Soft, warm, gooey cinnamon rolls fresh on Christmas morning is the next thing to be added to my wish lists this coming season. What’s your go-to Christmas morning breakfast? Let us know in the comments – Happy Holidays! 🙂
4-5 cups all purpose flour
2 packages dry yeast
1 teaspoon salt
3/4 cup milk
1/2 cup water
about 1/3 cup of melted butter
1/2 cup brown sugar
2-3 tablespoons cinnamon
1/3 cup Nutella (or more to your liking)
Mix together 1 1/3 cups flour, yeast, and salt. set aside.
In a small saucepan, heat the milk, water, butter, and sugar over med-low heat until it reaches 120-130F, stirring constantly (i stuck my regular meat thermometer into the pot and it worked fine. If you don’t have one, it reaches this temperature right before the mixture starts to simmer).
Pour into the dry mixture and beat until smooth using the hook attachment on your stand mixer or hand mixer.
Add egg and 1/2 cup flour and beat for another 2 minutes. Gradually add enough flour to make a soft dough (probably cup or two).

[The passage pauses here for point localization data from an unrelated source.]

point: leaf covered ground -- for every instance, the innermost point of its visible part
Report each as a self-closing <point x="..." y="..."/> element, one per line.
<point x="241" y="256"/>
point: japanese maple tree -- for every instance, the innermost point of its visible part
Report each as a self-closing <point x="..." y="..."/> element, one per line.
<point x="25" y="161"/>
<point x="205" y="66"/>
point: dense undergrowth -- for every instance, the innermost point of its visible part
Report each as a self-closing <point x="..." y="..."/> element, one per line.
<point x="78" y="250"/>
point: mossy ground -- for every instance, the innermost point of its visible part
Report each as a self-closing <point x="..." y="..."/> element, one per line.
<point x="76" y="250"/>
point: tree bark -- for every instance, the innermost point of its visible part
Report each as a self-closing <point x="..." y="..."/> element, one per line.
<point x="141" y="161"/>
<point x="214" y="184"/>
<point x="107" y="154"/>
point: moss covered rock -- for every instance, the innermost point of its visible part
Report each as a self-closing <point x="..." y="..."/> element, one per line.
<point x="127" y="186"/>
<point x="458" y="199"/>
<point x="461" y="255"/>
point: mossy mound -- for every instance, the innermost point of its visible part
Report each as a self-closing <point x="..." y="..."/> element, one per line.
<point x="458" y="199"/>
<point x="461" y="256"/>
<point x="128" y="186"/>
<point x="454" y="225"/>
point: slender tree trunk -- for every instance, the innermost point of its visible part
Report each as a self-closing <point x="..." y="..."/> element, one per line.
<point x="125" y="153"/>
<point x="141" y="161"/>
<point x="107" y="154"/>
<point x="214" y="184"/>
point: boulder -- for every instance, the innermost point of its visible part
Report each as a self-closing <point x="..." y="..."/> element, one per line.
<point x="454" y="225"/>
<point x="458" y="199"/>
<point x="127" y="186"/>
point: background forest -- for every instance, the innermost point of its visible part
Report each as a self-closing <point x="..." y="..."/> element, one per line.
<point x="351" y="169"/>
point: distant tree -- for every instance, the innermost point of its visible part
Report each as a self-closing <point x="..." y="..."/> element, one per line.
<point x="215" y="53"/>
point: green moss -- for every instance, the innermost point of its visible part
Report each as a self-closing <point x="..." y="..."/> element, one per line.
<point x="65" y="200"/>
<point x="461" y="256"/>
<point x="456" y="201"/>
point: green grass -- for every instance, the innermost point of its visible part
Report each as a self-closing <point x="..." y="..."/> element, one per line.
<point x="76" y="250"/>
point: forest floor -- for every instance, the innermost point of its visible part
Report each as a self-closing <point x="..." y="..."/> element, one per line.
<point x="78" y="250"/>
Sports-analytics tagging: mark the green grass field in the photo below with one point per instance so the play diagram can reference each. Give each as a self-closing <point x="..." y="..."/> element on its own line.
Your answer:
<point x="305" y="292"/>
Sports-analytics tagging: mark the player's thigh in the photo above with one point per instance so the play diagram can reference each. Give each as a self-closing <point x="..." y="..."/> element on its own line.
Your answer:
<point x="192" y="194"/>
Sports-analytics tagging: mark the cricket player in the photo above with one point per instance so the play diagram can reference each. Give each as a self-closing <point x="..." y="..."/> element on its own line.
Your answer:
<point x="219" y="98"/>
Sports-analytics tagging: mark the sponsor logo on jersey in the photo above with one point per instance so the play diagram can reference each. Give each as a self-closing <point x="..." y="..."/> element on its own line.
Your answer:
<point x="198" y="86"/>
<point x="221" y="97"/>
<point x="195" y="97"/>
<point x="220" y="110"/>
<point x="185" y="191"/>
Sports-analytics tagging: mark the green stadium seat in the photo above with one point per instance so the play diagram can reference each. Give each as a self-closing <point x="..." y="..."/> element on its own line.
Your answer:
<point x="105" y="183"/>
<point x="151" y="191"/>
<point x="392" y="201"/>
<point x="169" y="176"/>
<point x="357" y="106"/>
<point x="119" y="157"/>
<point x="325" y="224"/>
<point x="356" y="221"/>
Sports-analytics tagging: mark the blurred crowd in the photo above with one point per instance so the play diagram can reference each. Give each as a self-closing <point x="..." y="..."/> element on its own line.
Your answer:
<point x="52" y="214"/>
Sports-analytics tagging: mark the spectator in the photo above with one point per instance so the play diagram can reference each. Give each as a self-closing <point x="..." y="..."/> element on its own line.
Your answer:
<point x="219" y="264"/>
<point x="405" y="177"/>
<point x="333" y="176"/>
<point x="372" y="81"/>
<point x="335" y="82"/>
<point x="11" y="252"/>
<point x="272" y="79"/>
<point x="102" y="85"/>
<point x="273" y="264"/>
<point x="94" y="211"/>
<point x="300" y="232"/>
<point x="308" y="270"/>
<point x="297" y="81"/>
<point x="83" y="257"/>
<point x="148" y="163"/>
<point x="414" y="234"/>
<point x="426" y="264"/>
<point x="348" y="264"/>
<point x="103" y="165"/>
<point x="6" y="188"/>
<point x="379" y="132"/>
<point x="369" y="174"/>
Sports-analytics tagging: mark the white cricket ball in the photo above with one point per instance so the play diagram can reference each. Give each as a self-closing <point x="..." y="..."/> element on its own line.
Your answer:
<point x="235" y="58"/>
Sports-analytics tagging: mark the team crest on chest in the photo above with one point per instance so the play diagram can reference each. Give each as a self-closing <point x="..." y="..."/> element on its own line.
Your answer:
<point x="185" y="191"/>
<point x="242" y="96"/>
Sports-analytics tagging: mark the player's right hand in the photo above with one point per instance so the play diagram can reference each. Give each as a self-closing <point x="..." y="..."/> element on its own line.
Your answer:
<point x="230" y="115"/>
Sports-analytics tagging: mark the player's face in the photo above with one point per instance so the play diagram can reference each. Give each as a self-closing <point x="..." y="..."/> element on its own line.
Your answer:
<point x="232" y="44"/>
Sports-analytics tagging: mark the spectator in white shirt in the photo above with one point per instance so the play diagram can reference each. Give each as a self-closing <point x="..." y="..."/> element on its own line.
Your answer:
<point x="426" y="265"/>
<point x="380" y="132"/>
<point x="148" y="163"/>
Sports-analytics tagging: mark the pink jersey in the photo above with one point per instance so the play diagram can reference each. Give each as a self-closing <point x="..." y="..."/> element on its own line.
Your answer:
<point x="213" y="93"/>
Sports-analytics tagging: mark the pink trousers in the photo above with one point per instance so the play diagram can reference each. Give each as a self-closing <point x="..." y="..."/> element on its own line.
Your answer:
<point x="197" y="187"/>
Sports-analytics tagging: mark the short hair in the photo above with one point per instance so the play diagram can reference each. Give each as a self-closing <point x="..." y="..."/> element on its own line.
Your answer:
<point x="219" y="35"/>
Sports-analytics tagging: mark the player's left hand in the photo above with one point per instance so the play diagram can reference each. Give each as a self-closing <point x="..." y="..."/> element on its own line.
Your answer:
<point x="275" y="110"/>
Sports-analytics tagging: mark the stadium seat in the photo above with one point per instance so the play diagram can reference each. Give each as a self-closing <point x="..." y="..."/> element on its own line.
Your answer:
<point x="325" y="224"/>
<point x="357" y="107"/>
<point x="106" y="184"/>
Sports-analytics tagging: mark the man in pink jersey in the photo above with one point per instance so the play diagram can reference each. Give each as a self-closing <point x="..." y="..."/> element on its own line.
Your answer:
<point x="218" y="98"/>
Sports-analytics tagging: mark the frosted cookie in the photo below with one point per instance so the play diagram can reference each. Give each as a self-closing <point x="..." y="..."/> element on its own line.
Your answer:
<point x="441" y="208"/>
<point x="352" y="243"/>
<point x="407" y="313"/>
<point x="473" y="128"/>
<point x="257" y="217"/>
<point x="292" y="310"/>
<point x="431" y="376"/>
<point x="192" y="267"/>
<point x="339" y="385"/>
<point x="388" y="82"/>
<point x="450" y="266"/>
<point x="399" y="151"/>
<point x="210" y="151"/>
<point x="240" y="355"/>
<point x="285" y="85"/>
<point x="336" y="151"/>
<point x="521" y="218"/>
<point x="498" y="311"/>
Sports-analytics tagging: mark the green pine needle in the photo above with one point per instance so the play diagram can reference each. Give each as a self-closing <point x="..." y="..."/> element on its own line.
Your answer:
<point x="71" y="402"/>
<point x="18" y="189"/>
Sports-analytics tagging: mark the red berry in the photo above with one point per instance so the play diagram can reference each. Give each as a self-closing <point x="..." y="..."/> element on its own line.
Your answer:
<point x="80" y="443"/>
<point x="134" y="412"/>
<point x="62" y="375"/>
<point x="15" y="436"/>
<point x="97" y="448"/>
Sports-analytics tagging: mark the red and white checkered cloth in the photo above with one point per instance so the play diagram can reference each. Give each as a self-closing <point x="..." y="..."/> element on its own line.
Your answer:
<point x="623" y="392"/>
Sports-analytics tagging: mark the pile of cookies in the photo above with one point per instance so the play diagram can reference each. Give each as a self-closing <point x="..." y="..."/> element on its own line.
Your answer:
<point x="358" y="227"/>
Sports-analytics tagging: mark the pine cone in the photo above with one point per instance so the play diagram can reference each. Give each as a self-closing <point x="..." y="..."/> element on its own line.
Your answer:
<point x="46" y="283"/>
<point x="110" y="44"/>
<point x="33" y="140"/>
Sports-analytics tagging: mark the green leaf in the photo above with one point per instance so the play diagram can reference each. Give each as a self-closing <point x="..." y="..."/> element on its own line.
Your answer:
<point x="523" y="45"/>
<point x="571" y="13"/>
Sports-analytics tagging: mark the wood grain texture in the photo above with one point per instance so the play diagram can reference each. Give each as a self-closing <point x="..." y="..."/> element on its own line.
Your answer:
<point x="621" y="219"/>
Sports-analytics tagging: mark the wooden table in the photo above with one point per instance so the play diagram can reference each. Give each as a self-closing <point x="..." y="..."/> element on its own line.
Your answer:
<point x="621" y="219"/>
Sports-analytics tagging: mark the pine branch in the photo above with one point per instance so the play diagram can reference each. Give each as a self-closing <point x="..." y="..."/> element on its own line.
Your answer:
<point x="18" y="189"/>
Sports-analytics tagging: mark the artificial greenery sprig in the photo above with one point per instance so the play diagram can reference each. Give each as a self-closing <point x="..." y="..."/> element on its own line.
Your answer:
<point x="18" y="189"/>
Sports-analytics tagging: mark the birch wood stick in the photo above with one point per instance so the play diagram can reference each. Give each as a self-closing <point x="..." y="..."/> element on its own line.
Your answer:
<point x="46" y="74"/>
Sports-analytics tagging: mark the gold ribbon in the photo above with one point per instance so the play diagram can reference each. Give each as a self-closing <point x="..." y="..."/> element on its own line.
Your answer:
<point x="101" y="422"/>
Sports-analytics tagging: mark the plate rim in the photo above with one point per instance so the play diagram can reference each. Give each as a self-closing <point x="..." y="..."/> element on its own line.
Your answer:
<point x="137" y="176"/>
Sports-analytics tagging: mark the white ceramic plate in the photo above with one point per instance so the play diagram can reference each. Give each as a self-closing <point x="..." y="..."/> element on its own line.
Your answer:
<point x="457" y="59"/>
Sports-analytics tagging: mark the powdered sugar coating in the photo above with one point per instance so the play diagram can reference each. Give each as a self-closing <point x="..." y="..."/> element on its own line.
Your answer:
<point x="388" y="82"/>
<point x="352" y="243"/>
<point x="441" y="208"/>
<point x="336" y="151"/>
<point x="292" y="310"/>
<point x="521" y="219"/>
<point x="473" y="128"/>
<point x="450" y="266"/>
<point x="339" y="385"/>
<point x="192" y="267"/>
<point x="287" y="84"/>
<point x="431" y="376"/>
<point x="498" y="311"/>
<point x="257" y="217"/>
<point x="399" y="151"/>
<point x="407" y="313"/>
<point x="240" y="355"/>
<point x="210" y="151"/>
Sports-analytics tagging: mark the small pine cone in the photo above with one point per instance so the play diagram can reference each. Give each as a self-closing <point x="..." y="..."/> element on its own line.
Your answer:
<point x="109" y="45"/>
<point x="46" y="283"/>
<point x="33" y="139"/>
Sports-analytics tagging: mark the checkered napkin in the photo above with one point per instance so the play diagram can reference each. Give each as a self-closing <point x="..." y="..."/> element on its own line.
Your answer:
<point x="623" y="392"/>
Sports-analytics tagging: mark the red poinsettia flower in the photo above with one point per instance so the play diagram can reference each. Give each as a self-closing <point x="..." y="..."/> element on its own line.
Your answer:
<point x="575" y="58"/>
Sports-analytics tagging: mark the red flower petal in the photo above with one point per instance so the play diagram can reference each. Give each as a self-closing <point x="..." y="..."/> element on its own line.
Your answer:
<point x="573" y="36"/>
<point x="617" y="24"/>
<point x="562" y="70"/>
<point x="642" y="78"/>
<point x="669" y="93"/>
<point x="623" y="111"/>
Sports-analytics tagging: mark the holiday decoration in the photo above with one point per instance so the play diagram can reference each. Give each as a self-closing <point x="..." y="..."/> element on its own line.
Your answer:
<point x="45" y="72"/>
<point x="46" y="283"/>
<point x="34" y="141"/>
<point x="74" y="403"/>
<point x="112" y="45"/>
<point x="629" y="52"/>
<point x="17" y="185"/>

Knead dough about a dozen times, or until it becomes a smooth ball. Place into large bowl, cover with a dish towel and let rise for about 30 minutes or until doubled in size (the perfect time to wrap the remainder of your presents!).
Make the filling:
Mix melted butter, sugar and spices together and set aside. Melt Nutella in 10 second increments, stirring well after each time. Set aside
Dump the dough onto a floured work surface and roll out to a half inch thick rectangle. Brush dough with sugar, butter and spices mixture until dough is covered, leaving a small boarder. Then brush a thick layer of Nutella over the dough until all the Nutella is used up (don’t forget to steal a couple bites of melted Nutella in the process).
Roll the dough up tightly into a log. At this point you can wrap tightly in plastic wrap and refrigerate overnight. The next morning, preheat oven to 375 degrees and using a serrated knife, cut rolls into 2 inch thick pieces.
If you let your dough get to soft like mine, and they end up looking a little misshapen, don’t worry one bit – they will puff up beautifully in the oven and you won’t even notice.
Bake in pre-heated oven for about 25 minutes, or until tops just start to turn golden brown. Remove from oven and let cool slightly. Top with a little icing sugar and buttermilk mixture and serve warm.